Thread: Storing XML in PostgreSQL

Storing XML in PostgreSQL

From
Jean-Michel POURE
Date:
Hello friends,

What is the best way to parse and store an XML document in PostgreSQL?
I would like to store fwbuilder (http://www.fwbuilder.org) objects in 
PostgreSQL.

Any information is welcome.

Regards, Jean-Michel POURE
pgAdmin Development Team



Re: Storing XML in PostgreSQL

From
"John Gray"
Date:
In article <4.2.2.20010724150449.00a9ea90@192.168.0.67>,
jm.poure@freesurf.fr (Jean-Michel POURE) wrote:
> Hello friends,
> 
> What is the best way to parse and store an XML document in PostgreSQL? I
> would like to store fwbuilder (http://www.fwbuilder.org) objects in 
> PostgreSQL.
> 

I think the best way depends on what you're trying to achieve with the
document once you have it in the database. One approach is to have tables
for  elements, attributes and cdata and use an XML parser to insert
appropriate database records.

I have used a schema such as the following- in the cdata table "element" is
the  ID of the containing element, and itempos is just an integer used to
order the  entries. I used this with a bit of java which hooks up to the
Lark parser (using SAX) to do the parsing and fires off INSERT queries 
through the jdbc driver. 

CREATE SEQUENCE cdata_seq; 
CREATE SEQUENCE attribute_seq; 
CREATE SEQUENCE element_seq; 

CREATE TABLE element (      document integer,        element integer not null PRIMARY KEY      default
nextval('element_seq'),name text, parent integer, itempos      integer      );
 

CREATE TABLE attribute (      document integer,        attribute integer not null default
nextval('attribute_seq'),name text, value text, element integer,      itempos integer      );
 


CREATE TABLE cdata (      document integer,        cdata integer not null default      nextval('cdata_seq'), value
text,element integer, itempos integer      );
 

In my example, I was interested in selecting all the cdata content 
of a <type> tag immediately contained within a <feature> tag path.

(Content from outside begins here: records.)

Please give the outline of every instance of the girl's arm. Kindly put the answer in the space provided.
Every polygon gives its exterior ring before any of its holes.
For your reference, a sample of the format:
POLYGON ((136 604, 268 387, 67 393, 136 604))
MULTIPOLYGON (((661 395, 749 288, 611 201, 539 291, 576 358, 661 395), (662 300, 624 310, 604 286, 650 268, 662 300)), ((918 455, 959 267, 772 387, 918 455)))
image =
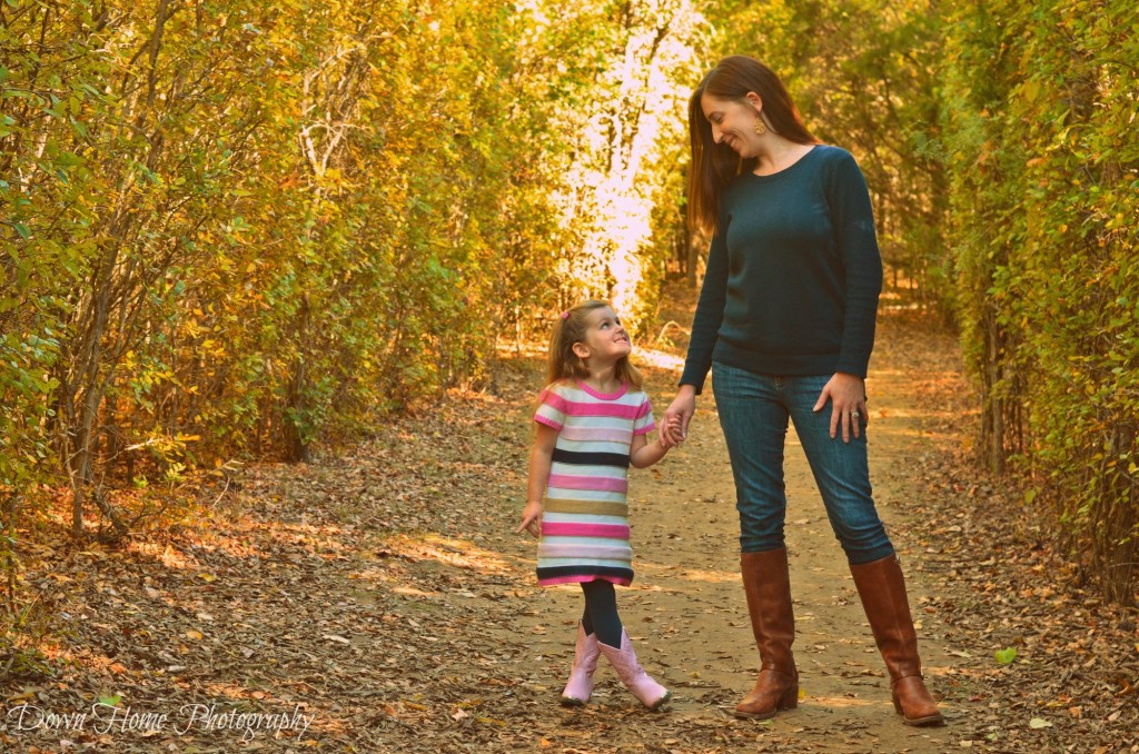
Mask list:
MULTIPOLYGON (((664 432, 664 429, 661 432, 664 432)), ((664 444, 659 436, 649 443, 645 440, 645 435, 633 435, 633 442, 629 446, 629 462, 632 464, 633 468, 648 468, 664 458, 664 454, 667 452, 669 446, 664 444)))
MULTIPOLYGON (((526 484, 526 507, 522 510, 522 524, 515 534, 530 532, 538 536, 542 533, 542 498, 550 481, 550 467, 554 465, 554 444, 558 440, 558 431, 544 424, 538 425, 538 436, 534 449, 530 452, 530 482, 526 484)), ((644 437, 641 439, 644 441, 644 437)))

The easiest solution is to create a view, which can then be queried to 
find  all cases where, for example, feature type = 'Ditch'.

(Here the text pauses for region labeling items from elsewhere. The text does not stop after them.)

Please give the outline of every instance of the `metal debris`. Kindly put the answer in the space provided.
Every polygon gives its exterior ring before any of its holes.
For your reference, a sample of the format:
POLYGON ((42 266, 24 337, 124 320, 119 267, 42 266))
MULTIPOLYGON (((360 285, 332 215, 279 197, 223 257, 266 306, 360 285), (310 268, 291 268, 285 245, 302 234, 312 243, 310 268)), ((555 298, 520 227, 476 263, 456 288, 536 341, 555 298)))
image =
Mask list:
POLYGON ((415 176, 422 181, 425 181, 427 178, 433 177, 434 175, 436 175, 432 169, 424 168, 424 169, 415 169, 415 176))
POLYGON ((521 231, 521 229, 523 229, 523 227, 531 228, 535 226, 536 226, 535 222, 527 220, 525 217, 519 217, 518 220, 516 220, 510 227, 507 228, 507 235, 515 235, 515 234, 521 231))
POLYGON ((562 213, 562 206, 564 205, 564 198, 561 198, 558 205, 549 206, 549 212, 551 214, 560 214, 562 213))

CREATE VIEW featuretype AS featuretype
SELECT c.document,c.value
FROM cdata c, element e, element e1
WHERE c.element = e.element 
AND   e.parent = e1.element
AND   e.name = 'type'
AND  e1.name = 'feature'
AND   c.document = e.document
AND   e.document = e1.document;

if you are interested I can provide the very basic (java) code I used for 
this.

OR, depending on what these fwbuilder objects involve,  you can of 
course just store XML documents in fields of type text (especially if 
you use 7.1 which has TOAST, so you can store long documents). IT's 
not difficult to hook up a parser (I'm using expat) to a PostgreSQL 
function written in C and parse on the fly.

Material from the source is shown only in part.